Carpet

The more you think about carpet, the less it seems like a good idea. Much like toilet paper, really, it’s best not to question too closely the suitability of carpet for its assigned duties.

That’s probably why in Japan you get less carpet and less toilet paper. Surprising, really, given that Japan has such an ancient culture; you’d expect if anyone would be stuck in the past with old ways of doing things, it would be Japan. Japan with the carpet and the toilet paper, while new cultures such as America — where you have a fresh start and no historical baggage — would have the patent paper-free toilets and carpet-free houses.

Carpet — almost designed to retain any and all detritus it comes into contact with, is everywhere in America. Essentially unhygienic, there must have been a very powerful marketing department at the first carpet factory else it would have been consigned to the ”cancelled’ bin into which we’d tossed projects such as the vacuum cleaner that blows, roofs made of grass, fruit cake, and the laying on of leeches.
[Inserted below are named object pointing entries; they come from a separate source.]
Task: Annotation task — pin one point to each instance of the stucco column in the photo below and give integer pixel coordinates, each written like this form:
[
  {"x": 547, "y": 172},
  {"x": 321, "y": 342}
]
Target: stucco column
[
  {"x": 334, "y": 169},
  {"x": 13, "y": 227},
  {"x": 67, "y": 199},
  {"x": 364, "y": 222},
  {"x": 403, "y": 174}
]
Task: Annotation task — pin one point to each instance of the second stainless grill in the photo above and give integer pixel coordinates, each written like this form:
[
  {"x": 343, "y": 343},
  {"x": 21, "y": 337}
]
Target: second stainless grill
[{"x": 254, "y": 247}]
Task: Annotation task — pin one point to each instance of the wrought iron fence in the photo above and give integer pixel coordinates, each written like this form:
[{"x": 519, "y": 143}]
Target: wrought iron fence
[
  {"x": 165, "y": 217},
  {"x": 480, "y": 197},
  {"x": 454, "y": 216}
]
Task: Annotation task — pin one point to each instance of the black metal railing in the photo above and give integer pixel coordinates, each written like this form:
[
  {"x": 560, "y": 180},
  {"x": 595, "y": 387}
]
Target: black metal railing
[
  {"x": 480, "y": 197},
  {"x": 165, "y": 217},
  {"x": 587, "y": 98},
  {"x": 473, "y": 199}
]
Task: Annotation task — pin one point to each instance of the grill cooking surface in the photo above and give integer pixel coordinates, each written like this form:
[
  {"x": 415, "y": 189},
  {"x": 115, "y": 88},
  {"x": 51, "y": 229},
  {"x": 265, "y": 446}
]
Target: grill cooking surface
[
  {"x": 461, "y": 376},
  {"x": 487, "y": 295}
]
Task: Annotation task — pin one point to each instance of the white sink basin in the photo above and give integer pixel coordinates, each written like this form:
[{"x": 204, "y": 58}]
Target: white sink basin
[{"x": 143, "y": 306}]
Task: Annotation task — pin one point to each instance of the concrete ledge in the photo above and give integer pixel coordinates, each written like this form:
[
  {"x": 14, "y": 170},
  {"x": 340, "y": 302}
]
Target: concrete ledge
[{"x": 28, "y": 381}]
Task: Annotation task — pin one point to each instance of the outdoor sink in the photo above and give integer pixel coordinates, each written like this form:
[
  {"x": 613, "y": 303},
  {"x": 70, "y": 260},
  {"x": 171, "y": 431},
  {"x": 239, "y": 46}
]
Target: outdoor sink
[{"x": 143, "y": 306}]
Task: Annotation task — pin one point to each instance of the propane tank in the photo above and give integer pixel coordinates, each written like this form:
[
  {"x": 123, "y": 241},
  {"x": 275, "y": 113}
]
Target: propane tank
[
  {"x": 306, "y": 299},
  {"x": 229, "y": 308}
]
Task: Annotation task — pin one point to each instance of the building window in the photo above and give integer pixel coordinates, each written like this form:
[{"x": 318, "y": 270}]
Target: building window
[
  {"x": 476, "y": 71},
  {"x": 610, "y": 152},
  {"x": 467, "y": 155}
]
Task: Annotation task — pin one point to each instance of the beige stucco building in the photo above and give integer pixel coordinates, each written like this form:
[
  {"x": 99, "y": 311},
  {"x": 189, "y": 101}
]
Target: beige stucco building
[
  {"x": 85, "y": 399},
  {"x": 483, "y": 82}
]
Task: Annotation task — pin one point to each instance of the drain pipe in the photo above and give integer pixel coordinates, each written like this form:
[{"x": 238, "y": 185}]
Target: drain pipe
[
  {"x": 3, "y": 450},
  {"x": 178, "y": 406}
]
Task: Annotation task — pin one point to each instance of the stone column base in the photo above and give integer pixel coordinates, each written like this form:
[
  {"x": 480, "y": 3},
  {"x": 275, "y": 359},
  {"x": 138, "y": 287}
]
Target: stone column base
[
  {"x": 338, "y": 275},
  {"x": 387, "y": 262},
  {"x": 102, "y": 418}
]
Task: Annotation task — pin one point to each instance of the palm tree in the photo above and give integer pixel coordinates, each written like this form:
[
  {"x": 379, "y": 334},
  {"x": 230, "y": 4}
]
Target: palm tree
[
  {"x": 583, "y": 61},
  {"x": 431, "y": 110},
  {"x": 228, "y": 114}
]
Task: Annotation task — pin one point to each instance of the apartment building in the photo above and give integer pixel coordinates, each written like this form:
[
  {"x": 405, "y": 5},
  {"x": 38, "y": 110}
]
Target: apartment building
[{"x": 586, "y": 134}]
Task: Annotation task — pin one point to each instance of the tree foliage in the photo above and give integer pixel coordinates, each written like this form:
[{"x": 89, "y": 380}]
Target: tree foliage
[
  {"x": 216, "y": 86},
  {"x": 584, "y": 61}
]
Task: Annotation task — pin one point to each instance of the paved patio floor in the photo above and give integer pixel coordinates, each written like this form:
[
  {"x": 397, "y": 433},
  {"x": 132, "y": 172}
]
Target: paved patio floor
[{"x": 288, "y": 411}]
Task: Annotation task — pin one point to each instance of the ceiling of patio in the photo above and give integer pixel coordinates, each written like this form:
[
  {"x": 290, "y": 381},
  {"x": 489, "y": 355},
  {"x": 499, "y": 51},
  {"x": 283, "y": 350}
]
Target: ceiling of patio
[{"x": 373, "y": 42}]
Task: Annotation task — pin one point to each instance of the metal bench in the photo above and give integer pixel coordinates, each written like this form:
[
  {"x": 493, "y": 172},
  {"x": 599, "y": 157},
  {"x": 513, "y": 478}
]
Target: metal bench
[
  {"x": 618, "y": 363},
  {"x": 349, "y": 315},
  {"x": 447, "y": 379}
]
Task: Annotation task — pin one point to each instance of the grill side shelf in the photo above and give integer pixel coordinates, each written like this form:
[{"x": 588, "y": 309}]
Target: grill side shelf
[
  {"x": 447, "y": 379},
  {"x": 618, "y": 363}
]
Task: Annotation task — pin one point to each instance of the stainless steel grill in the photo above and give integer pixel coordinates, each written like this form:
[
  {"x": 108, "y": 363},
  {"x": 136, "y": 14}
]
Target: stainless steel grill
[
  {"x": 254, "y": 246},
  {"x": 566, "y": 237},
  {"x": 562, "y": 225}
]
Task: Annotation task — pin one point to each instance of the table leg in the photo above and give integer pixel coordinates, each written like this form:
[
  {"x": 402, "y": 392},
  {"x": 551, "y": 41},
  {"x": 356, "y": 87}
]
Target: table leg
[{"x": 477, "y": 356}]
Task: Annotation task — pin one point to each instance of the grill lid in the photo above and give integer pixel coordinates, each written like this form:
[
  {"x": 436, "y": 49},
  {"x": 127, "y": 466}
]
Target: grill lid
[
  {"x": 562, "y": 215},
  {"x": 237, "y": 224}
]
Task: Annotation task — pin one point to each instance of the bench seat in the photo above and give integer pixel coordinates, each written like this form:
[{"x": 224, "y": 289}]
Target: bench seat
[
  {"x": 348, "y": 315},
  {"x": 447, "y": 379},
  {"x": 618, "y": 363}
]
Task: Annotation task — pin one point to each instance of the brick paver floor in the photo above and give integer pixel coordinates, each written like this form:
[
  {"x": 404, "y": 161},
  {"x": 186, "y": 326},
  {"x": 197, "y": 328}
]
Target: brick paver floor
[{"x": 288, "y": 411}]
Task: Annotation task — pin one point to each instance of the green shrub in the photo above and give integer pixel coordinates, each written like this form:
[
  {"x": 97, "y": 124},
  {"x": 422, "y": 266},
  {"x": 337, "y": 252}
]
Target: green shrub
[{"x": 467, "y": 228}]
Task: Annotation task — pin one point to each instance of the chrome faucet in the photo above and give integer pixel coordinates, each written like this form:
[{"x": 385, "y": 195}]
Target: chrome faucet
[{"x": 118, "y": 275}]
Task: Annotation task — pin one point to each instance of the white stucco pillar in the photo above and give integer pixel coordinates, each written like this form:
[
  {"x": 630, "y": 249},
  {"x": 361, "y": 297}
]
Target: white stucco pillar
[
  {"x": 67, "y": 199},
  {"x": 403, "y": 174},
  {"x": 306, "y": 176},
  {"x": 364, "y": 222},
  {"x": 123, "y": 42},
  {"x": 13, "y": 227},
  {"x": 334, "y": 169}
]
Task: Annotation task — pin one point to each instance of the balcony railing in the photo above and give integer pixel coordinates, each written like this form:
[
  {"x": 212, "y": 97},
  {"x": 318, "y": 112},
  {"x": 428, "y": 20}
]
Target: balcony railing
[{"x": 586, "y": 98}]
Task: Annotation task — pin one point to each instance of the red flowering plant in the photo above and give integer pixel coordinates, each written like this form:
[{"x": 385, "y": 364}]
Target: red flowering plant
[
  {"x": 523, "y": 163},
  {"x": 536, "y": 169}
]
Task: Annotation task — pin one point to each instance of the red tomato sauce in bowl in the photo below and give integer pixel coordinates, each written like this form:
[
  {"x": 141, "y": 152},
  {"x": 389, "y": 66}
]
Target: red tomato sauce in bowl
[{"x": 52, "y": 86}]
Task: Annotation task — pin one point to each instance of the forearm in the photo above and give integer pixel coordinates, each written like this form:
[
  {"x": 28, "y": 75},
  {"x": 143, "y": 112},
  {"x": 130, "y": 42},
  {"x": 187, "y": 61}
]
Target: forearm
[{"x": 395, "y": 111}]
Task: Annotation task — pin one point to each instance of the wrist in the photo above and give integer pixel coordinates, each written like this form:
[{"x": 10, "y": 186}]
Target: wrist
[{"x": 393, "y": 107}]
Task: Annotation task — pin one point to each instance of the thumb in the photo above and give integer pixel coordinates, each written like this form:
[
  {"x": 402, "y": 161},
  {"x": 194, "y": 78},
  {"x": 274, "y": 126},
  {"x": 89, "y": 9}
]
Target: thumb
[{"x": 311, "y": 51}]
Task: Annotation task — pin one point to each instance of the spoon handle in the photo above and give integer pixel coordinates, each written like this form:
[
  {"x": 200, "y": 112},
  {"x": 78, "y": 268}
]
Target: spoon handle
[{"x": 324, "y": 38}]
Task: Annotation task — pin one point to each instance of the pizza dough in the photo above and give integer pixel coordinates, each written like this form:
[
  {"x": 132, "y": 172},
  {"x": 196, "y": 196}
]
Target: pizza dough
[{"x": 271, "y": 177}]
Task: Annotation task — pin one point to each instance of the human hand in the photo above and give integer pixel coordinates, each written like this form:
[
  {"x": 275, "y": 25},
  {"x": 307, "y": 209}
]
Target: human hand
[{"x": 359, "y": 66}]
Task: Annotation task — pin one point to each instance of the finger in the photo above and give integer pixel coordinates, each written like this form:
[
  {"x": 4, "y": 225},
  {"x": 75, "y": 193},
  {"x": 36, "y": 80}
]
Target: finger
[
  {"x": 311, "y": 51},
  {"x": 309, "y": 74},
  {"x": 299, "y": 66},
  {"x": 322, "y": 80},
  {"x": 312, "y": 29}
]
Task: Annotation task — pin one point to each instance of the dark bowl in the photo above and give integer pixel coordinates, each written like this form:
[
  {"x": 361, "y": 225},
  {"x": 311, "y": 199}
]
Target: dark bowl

But in America, we seem to deliberately saddle ourselves with the most ugly, unworkable, and inconvenient that the world has to offer. Some of all that came with the original settlers — that may be why for many many years domestic cars looked like the back end of a horse. It’s definitely why American kitchen appliances and plumbing fixtures have that folk-art look about them, proudly displaying the nuts and bolts that characterize their previous-century manufacturing techniques. It could be why the cell phone network, suffering as it does from corporate and State competition, features exorbitant costs and incomprehensible rules. We should be happy that it, and the internet, works at all.

But anyway; carpet, really. It’s no wonder the folks in China don’t even try to sell their latest robotic vacuums over here; the limits of artificial robotic vacuum intelligence are terminally tested by the lingering United States’ penchant for shag pile.

Which makes toilet paper a little easier to understand I suppose. Maybe that’s the way we, as a relatively new country, express our sense of history. Carpet is where we came from; it was in vogue when we left, so to speak. Like self-flagellating monks, we express our faith in the past through personal pain and inconvenience in the present. Same goes for toilet paper, otherwise we would have long since out-designed our Japanese competitors in the personal hygiene appliance department.

Incredibly, in this case even the French out-do us.

Of course you can never underestimate the power of the incorporated business in the United States, and it may be that the century-old vacuum cleaner industry is responsible for people still, to this day, picking out a nice wall-to-wall berber for the family room. And toilet paper, invented some 50 years before the vacuum, is propelled into the future by three massive corporations for which it generates many billions of annual dollars.

So until the American public rises up and says ‘enough’ — or at least, the public in California rises up so the other States can eventually follow — sucking and smearing will continue to characterize our daily routines, and baffle our more enlightened Eastern visitors.